Der frühere Generalsekretär der Vereinten Nationen, Kofi Annan, ist tot. Warum Annan bei seinem Streben nach einer friedlichen Welt die falschen Mittel wählte, erklärt Hans Krause in seinem kritischen Nachruf
Selten werden verstorbene Politiker so einstimmig gelobt wie Kofi Annan. Sueddeutsche.de titelt: »Kofi Annan – Der Menschheit zu Diensten«, faz.de schreibt: »Ein humanitärer Interventionist« und welt.de meint, Annan sei: »Das unüberhörbare Weltgewissen«. Auch Kanzlerin Merkel teilte mit, Annan sei ein »herausragender Staatsmann im Dienste der Weltgemeinschaft« gewesen.
Eine kriegerische Welt
Doch tatsächlich begannen in seiner Amtszeit als UNO-Generalsekretär von 1997 bis 2006 einige der mörderischsten Kriege unserer Zeit. Schon 1994 ist es Annan als Leiter der UNO-Abteilung für ihre angeblichen »Friedenstruppen« nicht gelungen, etwas gegen den Völkermord in Ruanda zu unternehmen, bei dem etwa 1 Million Menschen ermordet wurden; eben so wenig wie 1995 gegen das Massaker von Srebrenica in Bosnien-Herzegowina (Lese hier einen Artikel zur Frage: »Srebrenica: Das vermeidbare Massaker«). In einem späteren Bericht schrieb Annan selbst: »Im Namen der Vereinten Nationen erkenne ich das Versagen an und drücke meine tiefe Reue aus.«
Auch in seiner Zeit als Generalsekretär der UNO wurde die Welt nicht friedlicher: 1999 führte die NATO Krieg in Serbien, Montenegro und Kosovo, mit Beteiligung deutscher Kampfflugzeuge. Die USA eroberten 2001 Afghanistan, woraufhin mit Unterstützung der UNO die Besatzungsarmee ISAF geschaffen wurde, die dort bis heute Krieg führt. Noch während die US-Armee in Afghanistan einmarschierte, bekam Annan im Oktober 2001 den Friedensnobelpreis und ähnlich wie bei der Verleihung an Barack Obama 2009, wusste niemand warum. Laut Nobelpreis-Komitee bekam Annan den Preis, weil er den Menschenrechten Priorität einräumte. Was ihm tatsächlich jedoch niemals gelang.

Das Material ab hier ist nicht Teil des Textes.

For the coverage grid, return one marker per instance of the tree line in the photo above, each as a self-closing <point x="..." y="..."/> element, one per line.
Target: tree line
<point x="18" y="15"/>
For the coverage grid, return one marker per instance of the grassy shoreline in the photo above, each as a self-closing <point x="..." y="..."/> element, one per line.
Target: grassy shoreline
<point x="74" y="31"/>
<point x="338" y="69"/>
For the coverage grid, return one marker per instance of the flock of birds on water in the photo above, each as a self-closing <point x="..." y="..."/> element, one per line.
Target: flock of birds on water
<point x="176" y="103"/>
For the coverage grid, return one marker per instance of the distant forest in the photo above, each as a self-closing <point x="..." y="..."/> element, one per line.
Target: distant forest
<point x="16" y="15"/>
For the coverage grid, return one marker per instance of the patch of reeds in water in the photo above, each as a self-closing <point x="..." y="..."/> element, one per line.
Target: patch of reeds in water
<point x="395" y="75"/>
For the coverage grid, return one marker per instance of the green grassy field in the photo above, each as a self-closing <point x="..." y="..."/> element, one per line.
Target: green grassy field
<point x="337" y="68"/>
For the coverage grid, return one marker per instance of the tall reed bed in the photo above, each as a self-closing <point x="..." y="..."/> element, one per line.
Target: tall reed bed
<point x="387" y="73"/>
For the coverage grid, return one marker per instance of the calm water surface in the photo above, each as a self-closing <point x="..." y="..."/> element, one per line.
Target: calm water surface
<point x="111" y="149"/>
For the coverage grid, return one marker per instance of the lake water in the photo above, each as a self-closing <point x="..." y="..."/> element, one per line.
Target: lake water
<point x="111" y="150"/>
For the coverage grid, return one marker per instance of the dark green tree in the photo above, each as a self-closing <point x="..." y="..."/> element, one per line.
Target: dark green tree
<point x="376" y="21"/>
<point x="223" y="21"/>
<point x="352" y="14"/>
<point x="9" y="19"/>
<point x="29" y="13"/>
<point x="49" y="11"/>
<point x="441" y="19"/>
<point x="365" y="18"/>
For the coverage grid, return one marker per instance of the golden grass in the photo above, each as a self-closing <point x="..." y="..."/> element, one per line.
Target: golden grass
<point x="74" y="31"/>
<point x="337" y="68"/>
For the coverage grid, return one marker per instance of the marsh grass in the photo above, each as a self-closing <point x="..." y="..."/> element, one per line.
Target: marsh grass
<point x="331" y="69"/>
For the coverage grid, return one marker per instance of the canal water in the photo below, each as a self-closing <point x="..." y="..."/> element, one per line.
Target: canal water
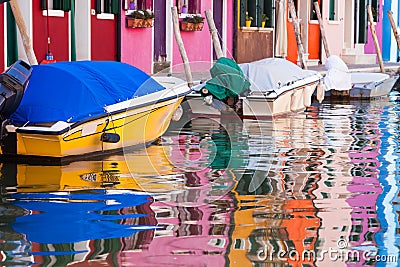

Propaganda im Sicherheitsrat
2003 hielt Außenminister Colin Powell bei der Sitzung des UNO-Sicherheitsrats die Präsentation über angebliche Massenvernichtungswaffen in Irak, die den folgenden Krieg der USA rechtfertigen sollte. Als sich herausstellte, dass Powells »Belege« gefälscht waren, lief der Krieg bereits und ermordete hunderttausende Menschen. Obwohl Kofi Annan diesen und vielen anderen Kriegen ablehnend oder zurückhaltend gegenüberstand, gelang es der UNO doch nie, die beteiligten Regierungen von ihren Plänen abzubringen. Die Ursache liegt in der Funktionsweise der UNO selbst, die entgegen vieler Behauptungen niemals eine »Völkergemeinschaft« war, sondern das Gegenteil: eine Versammlung mächtiger Regierungen.
Kapitalismus, Krieg und die UNO
Schon vor Gründung der UNO 1945 gab es Versuche, den Frieden zu bewahren, indem man die mächtigen Regierungen an einen Tisch bringt. Vor 1914 gab es eine Reihe von Friedenskonferenzen genau der Regierungen, die bald darauf die Hölle des Weltkriegs über Europa brachten. Nach dem Krieg wurde der Völkerbund gegründet, praktisch der Vorgänger der UNO, der aber bekanntlich auch nichts gegen den Zweiten Weltkrieg ausrichten konnte.
Auch die UNO ist heute eine Organisation, in der die Vertreter von kapitalistischen Staaten zusammenkommen. Für diese Regierungen sind Vereinigungen wie die UNO nur insoweit interessant, als sie nützlich sind, ihre Interessen durchzusetzen. Zudem ist das höchste Gremium der UNO nicht etwa die Vollversammlung aller Mitglieder, wie in jeder halbwegs demokratischen Organisation oder Partei. Stattdessen kann die zumindest theoretisch völkerrechtlich bindenden »Resolutionen« nur der UNO-Sicherheitsrat beschließen.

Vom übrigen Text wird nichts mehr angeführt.